Les dispositions du troisième alinéa de l'article L. 123-5 du code de l'urbanisme, dans leur rédaction alors en vigueur, selon lesquelles « lorsqu'un plan a été rendu public avant le classement des carrières dans la nomenclature des installations classées, seules sont opposables à l'ouverture des carrières les dispositions du plan les visant expressément », ont eu pour objet d'éviter que ce classement ne rende applicable de plein droit aux carrières l'ensemble des prescriptions du plan d'occupation des sols relatives aux installations classées, sans que l'autorité compétente ait été en mesure de se prononcer sur une telle extension. En revanche, dans l'hypothèse où le plan interdit dans une zone toute occupation ou utilisation des sols, à l'exception de celles qu'il prévoit expressément et dans le champ desquelles ne rentrent pas les carrières, les dispositions en cause de l'article L. 123-5 ne sauraient être interprétées comme permettant l'ouverture de carrières dans cette zone du seul fait que le plan ne s'y oppose pas expressément.

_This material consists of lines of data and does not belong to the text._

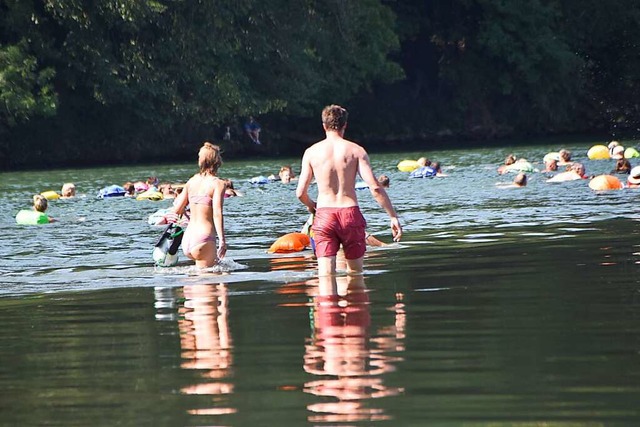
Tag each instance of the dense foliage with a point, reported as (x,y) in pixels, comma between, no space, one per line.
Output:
(135,80)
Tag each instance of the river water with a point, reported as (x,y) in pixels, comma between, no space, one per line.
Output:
(499,307)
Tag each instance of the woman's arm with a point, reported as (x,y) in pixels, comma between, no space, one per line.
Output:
(218,216)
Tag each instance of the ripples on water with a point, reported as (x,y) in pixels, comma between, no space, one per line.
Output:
(499,307)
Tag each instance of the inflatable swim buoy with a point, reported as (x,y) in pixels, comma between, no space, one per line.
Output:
(598,152)
(111,191)
(423,172)
(158,216)
(292,242)
(31,217)
(408,165)
(154,195)
(551,156)
(630,153)
(605,182)
(361,185)
(50,195)
(165,252)
(259,180)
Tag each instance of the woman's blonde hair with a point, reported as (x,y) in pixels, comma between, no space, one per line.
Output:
(68,190)
(40,203)
(209,158)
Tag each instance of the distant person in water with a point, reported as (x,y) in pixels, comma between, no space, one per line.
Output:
(68,190)
(130,189)
(438,169)
(565,158)
(574,172)
(285,175)
(623,166)
(633,181)
(520,180)
(253,130)
(550,165)
(40,204)
(508,161)
(229,190)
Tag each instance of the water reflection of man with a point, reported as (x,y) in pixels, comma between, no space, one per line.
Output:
(206,343)
(340,351)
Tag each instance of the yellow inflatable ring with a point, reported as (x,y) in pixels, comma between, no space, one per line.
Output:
(292,242)
(605,182)
(408,165)
(598,152)
(50,195)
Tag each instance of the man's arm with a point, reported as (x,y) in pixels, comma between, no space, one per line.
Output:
(302,190)
(379,194)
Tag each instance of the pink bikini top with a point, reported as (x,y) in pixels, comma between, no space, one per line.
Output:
(200,200)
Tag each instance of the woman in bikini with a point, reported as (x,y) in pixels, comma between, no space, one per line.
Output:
(204,193)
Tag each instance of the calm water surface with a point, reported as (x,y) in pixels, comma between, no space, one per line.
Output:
(500,307)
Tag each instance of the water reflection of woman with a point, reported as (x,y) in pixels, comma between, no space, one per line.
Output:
(206,343)
(343,353)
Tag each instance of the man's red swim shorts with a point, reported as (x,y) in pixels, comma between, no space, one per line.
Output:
(335,226)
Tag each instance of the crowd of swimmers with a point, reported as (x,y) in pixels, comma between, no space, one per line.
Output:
(333,164)
(560,167)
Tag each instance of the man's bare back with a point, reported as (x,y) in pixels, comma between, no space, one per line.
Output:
(335,162)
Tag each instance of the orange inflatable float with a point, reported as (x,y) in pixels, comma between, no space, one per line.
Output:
(292,242)
(605,182)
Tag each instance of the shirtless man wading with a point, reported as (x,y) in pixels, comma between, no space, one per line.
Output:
(335,163)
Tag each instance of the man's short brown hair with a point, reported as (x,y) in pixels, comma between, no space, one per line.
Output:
(334,117)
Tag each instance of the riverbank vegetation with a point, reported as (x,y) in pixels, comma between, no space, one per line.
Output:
(130,81)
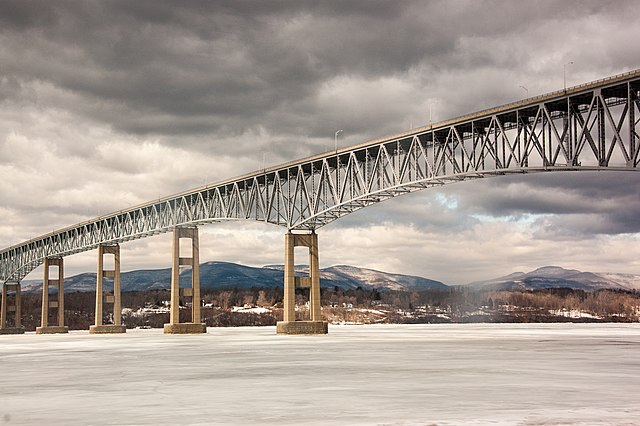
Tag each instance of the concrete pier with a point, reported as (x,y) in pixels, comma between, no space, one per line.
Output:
(47,304)
(289,325)
(195,326)
(102,297)
(16,327)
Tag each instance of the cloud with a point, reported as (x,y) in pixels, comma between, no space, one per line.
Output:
(108,104)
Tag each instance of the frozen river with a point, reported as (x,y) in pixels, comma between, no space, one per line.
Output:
(498,374)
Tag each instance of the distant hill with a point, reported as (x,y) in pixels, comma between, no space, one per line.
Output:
(557,277)
(225,274)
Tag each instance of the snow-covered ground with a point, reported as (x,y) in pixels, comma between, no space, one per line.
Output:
(472,374)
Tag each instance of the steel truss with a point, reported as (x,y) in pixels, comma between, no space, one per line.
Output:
(589,127)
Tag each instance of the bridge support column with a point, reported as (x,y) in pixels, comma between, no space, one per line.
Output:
(195,326)
(289,325)
(102,298)
(45,328)
(14,307)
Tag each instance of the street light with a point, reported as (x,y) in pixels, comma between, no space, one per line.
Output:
(526,90)
(430,112)
(335,139)
(564,74)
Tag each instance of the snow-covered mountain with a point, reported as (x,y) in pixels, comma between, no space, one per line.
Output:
(225,274)
(556,277)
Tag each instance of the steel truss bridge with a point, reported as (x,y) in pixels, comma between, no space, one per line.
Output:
(593,126)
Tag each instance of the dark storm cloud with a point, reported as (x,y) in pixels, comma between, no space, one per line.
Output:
(207,67)
(105,104)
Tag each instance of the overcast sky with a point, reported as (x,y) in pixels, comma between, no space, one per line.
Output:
(106,104)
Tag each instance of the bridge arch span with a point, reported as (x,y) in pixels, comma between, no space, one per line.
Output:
(594,126)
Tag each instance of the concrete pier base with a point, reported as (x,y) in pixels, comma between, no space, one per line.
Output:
(192,292)
(107,329)
(47,303)
(302,327)
(289,325)
(7,307)
(185,328)
(103,298)
(52,329)
(12,330)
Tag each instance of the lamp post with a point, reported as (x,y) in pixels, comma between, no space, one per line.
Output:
(335,139)
(564,74)
(525,89)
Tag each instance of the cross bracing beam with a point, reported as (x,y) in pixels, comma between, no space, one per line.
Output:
(594,126)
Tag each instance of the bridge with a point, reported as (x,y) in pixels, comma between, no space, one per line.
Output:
(592,126)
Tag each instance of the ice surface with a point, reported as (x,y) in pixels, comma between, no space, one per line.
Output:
(499,374)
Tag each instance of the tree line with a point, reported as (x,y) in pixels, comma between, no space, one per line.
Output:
(456,304)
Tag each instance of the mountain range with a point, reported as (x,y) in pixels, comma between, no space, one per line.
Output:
(226,275)
(557,277)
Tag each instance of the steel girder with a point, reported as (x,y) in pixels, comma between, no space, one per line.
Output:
(590,127)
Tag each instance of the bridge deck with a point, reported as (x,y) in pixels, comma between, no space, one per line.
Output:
(309,193)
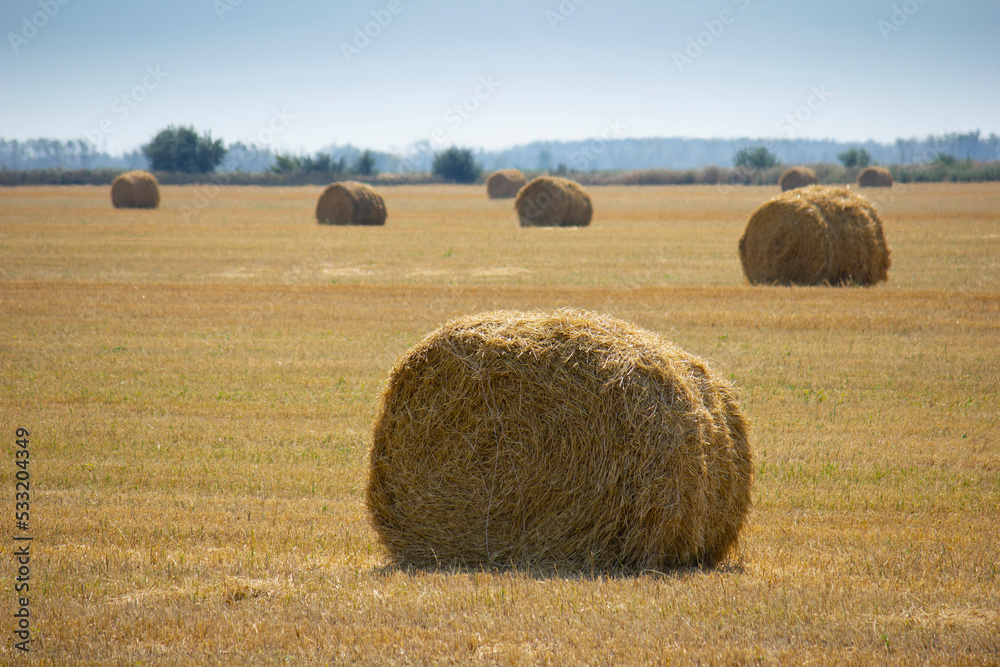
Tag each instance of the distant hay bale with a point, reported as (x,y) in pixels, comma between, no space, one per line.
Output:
(797,177)
(559,438)
(350,203)
(550,201)
(505,183)
(135,189)
(875,177)
(815,235)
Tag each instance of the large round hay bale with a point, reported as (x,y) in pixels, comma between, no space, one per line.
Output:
(350,203)
(559,438)
(550,201)
(135,189)
(815,235)
(797,177)
(875,177)
(505,183)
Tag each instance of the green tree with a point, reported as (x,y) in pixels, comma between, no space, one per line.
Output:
(855,157)
(181,149)
(292,164)
(456,165)
(286,164)
(755,158)
(365,165)
(945,160)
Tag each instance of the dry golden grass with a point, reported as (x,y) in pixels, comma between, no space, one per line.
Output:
(200,387)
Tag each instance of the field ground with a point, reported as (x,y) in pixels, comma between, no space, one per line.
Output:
(199,382)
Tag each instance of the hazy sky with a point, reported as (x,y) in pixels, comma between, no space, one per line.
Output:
(299,75)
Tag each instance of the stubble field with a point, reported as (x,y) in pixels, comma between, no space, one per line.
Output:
(199,383)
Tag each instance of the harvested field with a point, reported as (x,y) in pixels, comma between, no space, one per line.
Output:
(200,385)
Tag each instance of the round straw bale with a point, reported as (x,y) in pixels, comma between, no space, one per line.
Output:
(135,189)
(561,438)
(797,177)
(350,203)
(550,201)
(815,235)
(875,177)
(505,183)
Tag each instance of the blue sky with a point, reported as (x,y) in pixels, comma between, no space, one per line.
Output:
(300,75)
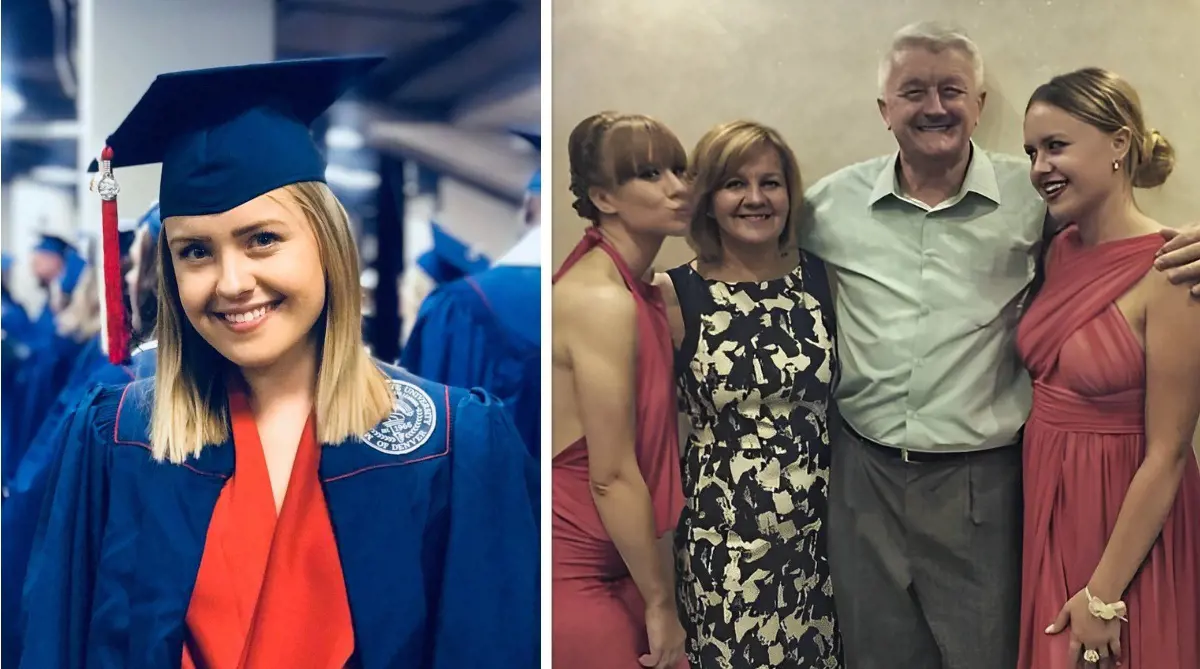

Par suite, un règlement de zone ND qui définit cette zone comme « une zone naturelle à vocation agricole, forestière ou touristique » où, pour des raisons de protection des sites et des paysages, « sont interdits toute construction nouvelle et tout aménagement à quelque usage que ce soit », à l'exception des « travaux destinés à faciliter la mise en valeur foncière, agricole, forestière ou touristique », est opposable à une demande d'autorisation d'exploiter une carrière.

 

CAA. Marseille, 21 février 2008, SARL Union Piscines France, req. n°06MA01530 

 

Une coque de piscine, produite et exposée par la société requérante, placée en position verticale et scellée au sol, afin d'attirer l'attention du public qui circule sur la route présente une forme constitutive d'une publicité au sens des dispositions de l'article L.581-3 du code de l'environnement dont la surface unitaire maximale doit respecter les dispositions de l'article 6 du décret du 24 février 1982 et à laquelle les dispositions de l’article R.422-1 du Code de l’urbanisme sont inopposables.  

 

Cass. civ., 13 février 2008 pourvoi n°07-11.462

« Attendu qu'ayant relevé que les parties avaient réservé au chapitre "recours des tiers" l'éventualité d'un contrôle de légalité et que la lettre du délégué à l'urbanisme et à l'aménagement de la commune d'Issy-les-Moulineaux mentionnait que le sous-préfet était intervenu "dans le cadre du contrôle de la légalité" et retenu que l'obligation pour la société Priène Investissement de déposer une demande de permis modificatif avait pour effet de priver le permis qui lui avait été accordé le 18 septembre 2002 de tout caractère définitif, la cour d'appel a pu, par ces seuls motifs, en déduire que la condition suspensive relative à l'obtention du permis de construire définitif à la date de réalisation de la vente n'était pas satisfaite ».